[A Popular Account of Dr. Livingstone’s Expedition to the Zambesi and Its Tributaries by David Livingstone]@TWC D-Link book
A Popular Account of Dr. Livingstone’s Expedition to the Zambesi and Its Tributaries

CHAPTER II
20/45

Nothing is right, nothing pleases the fever- stricken victim.

He is peevish, prone to find fault and to contradict, and think himself insulted, and is exactly what an Irish naval surgeon before a court-martial defined a drunken man to be: "a man unfit for society." Finding that it was impossible to take our steamer of only ten-horse power through Kebrabasa, and convinced that, in order to force a passage when the river was in flood, much greater power was required, due information was forwarded to Her Majesty's Government, and application made for a more suitable vessel.

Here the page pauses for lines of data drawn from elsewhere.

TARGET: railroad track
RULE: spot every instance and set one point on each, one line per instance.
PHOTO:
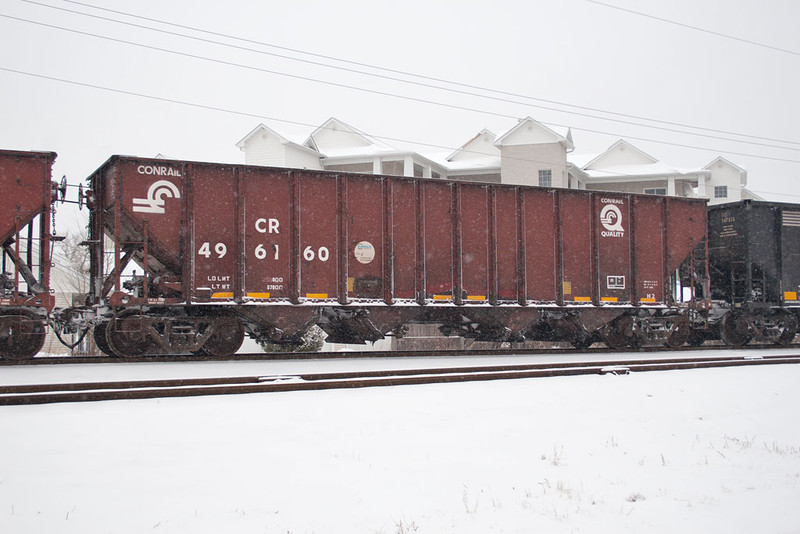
(569, 349)
(191, 387)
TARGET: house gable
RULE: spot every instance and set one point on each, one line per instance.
(620, 154)
(478, 147)
(335, 135)
(531, 132)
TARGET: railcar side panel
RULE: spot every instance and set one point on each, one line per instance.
(26, 194)
(215, 239)
(319, 211)
(151, 193)
(508, 219)
(404, 227)
(686, 225)
(541, 245)
(578, 262)
(438, 216)
(474, 230)
(24, 188)
(267, 198)
(648, 243)
(790, 255)
(365, 271)
(613, 235)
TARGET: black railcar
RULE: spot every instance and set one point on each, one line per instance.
(754, 265)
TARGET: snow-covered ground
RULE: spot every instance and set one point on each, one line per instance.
(691, 451)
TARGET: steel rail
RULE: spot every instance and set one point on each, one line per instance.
(279, 356)
(190, 387)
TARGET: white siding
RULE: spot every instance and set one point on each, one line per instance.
(723, 174)
(300, 159)
(479, 147)
(331, 138)
(520, 164)
(622, 154)
(265, 149)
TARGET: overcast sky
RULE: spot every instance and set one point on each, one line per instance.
(709, 77)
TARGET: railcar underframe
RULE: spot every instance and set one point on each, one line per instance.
(224, 251)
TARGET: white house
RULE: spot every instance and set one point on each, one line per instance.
(529, 153)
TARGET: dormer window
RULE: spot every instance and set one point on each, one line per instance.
(546, 178)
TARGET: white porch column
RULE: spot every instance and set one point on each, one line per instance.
(408, 166)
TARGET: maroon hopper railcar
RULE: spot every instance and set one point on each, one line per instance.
(227, 250)
(26, 195)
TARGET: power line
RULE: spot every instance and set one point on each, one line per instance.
(695, 28)
(275, 119)
(429, 78)
(384, 93)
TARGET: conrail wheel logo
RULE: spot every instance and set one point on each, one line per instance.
(156, 197)
(611, 219)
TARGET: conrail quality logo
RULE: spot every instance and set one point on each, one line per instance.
(611, 218)
(156, 197)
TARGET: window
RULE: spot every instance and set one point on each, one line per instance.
(546, 178)
(656, 191)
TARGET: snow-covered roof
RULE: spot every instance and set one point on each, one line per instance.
(623, 161)
(720, 161)
(530, 131)
(335, 134)
(295, 142)
(474, 149)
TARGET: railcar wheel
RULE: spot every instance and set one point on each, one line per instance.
(788, 325)
(583, 342)
(735, 329)
(126, 335)
(21, 335)
(101, 339)
(227, 337)
(677, 334)
(619, 334)
(696, 338)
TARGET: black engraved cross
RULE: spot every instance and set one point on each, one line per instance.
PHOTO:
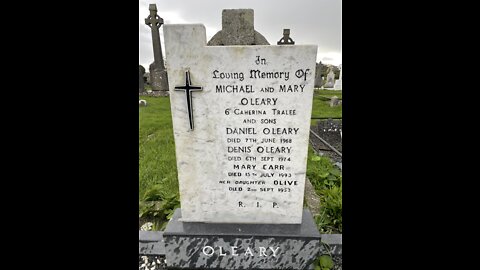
(187, 88)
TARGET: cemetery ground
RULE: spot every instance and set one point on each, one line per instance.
(158, 183)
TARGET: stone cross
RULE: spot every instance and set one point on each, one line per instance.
(154, 22)
(187, 88)
(286, 40)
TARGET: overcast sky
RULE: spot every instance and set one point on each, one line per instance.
(317, 22)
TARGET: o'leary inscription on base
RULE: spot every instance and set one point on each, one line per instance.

Our attention was in the mean time turned to the exploration of the river Shire, a northern tributary of the Zambesi, which joins it about a hundred miles from the sea.

We could learn nothing satisfactory from the Portuguese regarding this affluent; no one, they said, had ever been up it, nor could they tell whence it came.

Years ago a Portuguese expedition is said, however, to have attempted the ascent, but to have abandoned it on account of the impenetrable duckweed (_Pistia stratiotes_.) We could not learn from any record that the Shire had ever been ascended by Europeans.